On the local level, Dr. Karcher’s CAMP curriculum is currently being used by the San Antonio chapter of Big Brothers and Big Sisters, Harlendale School District, SA Communities in School, and Boy with a Ball San Antonio (BWAB SA).

Evans Hosts 2011 ACA Conference in New Orleans

More than 4,000 counselors gathered in New Orleans this year for the American Counseling Association (ACA) Conference hosted by President and Associate Dean for the Downtown campus, Dr. Marcheta Evans. The ACA is a not-for-profit professional and educational organization that is dedicated to the growth and enhancement of the counseling profession.

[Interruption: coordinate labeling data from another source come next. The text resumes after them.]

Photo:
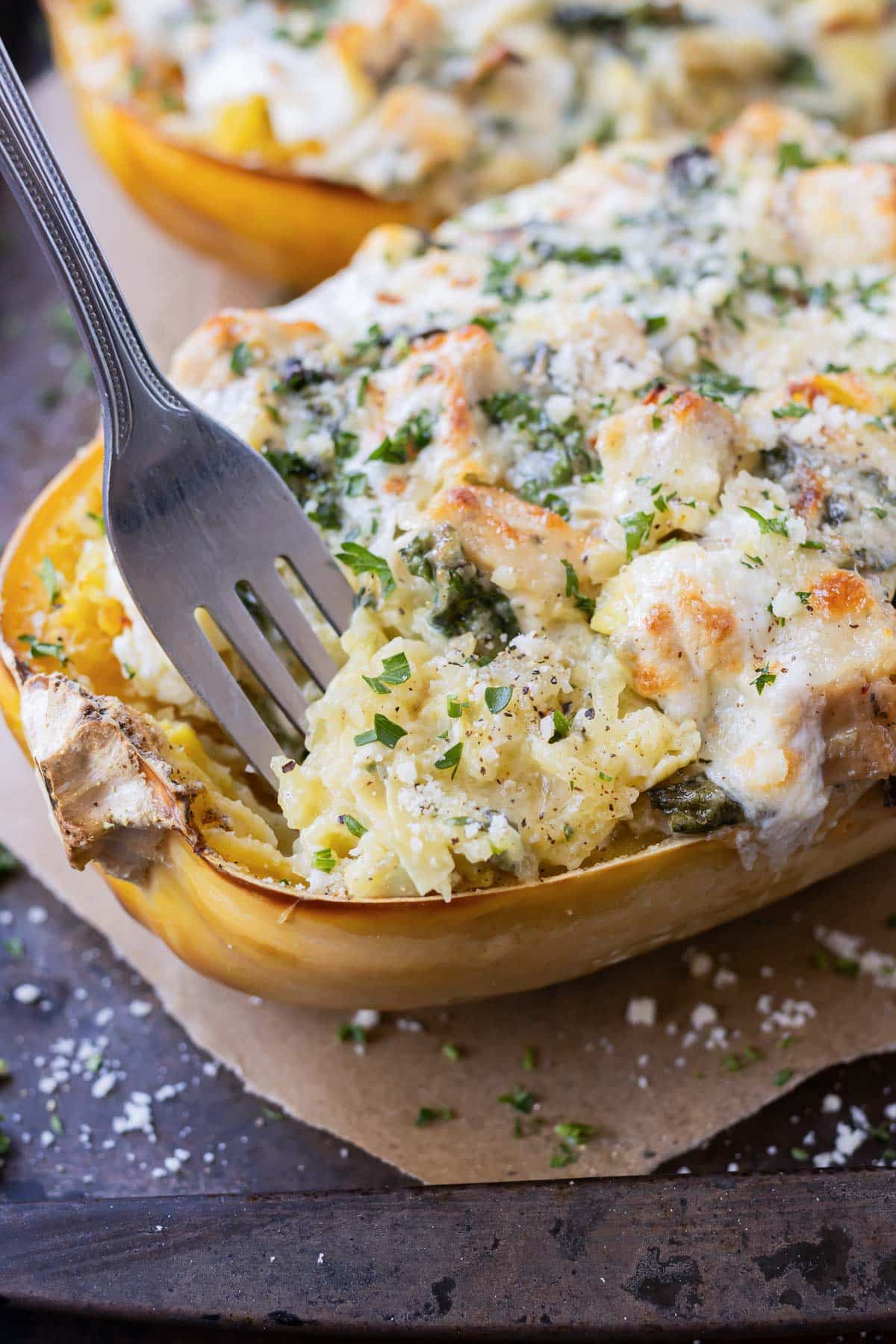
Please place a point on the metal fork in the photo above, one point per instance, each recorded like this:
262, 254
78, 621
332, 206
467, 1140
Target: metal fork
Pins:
190, 510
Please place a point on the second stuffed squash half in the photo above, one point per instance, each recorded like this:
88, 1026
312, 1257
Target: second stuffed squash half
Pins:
610, 463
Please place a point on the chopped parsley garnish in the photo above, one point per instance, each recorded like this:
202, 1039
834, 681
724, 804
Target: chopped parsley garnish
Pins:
499, 279
635, 529
408, 441
8, 862
351, 1031
390, 734
583, 604
240, 359
763, 679
793, 410
344, 444
361, 561
497, 698
450, 759
768, 524
43, 650
581, 255
574, 1132
791, 155
561, 727
716, 383
52, 579
573, 1136
396, 671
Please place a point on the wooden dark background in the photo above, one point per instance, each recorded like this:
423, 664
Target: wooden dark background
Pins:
47, 409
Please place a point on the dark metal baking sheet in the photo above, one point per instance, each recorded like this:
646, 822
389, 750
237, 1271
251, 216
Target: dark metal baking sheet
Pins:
716, 1258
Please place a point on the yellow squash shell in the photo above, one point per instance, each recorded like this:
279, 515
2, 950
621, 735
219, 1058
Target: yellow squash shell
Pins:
408, 953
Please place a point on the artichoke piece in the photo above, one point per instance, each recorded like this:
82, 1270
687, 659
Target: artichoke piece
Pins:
696, 806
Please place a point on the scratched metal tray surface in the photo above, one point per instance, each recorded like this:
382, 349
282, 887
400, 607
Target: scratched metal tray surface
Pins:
96, 1248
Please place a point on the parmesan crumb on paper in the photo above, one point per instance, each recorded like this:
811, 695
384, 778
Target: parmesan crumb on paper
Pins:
641, 1012
26, 994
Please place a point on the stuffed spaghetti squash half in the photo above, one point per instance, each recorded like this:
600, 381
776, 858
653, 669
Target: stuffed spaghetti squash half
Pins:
612, 465
276, 134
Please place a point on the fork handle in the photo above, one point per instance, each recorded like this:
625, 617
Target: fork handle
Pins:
120, 361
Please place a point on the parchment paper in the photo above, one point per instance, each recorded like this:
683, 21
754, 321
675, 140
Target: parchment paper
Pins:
748, 1012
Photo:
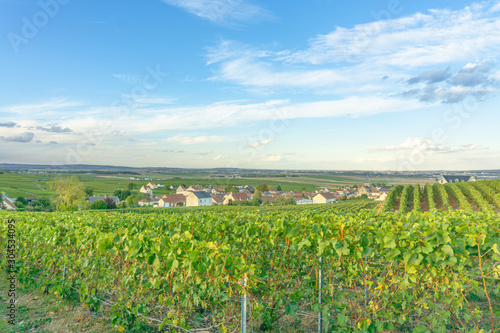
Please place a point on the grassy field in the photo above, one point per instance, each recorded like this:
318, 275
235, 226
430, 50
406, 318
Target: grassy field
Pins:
23, 184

News anchor and CNN Correspondent, Soledad O’Brien kicked off the conference with the keynote address on the counselors’ role in capturing and restoring humanity to people’s lives. Moreover, their impact to increase understanding and valuing diversity.

The conference addressed critical social issues that impact clients and students alike; grieving the loss of loved ones, finding jobs, the impact of social media, eating, disorders, martial conflict/divorce, suicide, and sexual addiction. In addition to focusing on post-traumatic stress disorder (PTSD) and the effects of military service on the family, Attention Deficit Hyperactivity Disorder (ADHD), and Autism.

As part of this year’s conference, ACA attendees also volunteered for a service project called “Give Back to the Community,” involving restoration work at the Holt Cemetery. Established in 1879, Holt Cemetery became a site for New Orleans’s impoverished African-American community. Three busloads of ACA members were taken to Holt Cemetery to help restore much of the area that was devastated by Hurricane Katrina. Many grave markers and borders were destroyed and debris covered much of the area.

Dr. Marcheta Evans began her term as President-elect on July 1, 2009 and assumed the role of ACA President on July 1, 2010 for a one-year term.

“Counselors are in great demand today, as we face economic hardship, employment distress, natural disasters, loss of loved ones, martial conflict, and many more circumstances that can affect our mental health,” said Evans.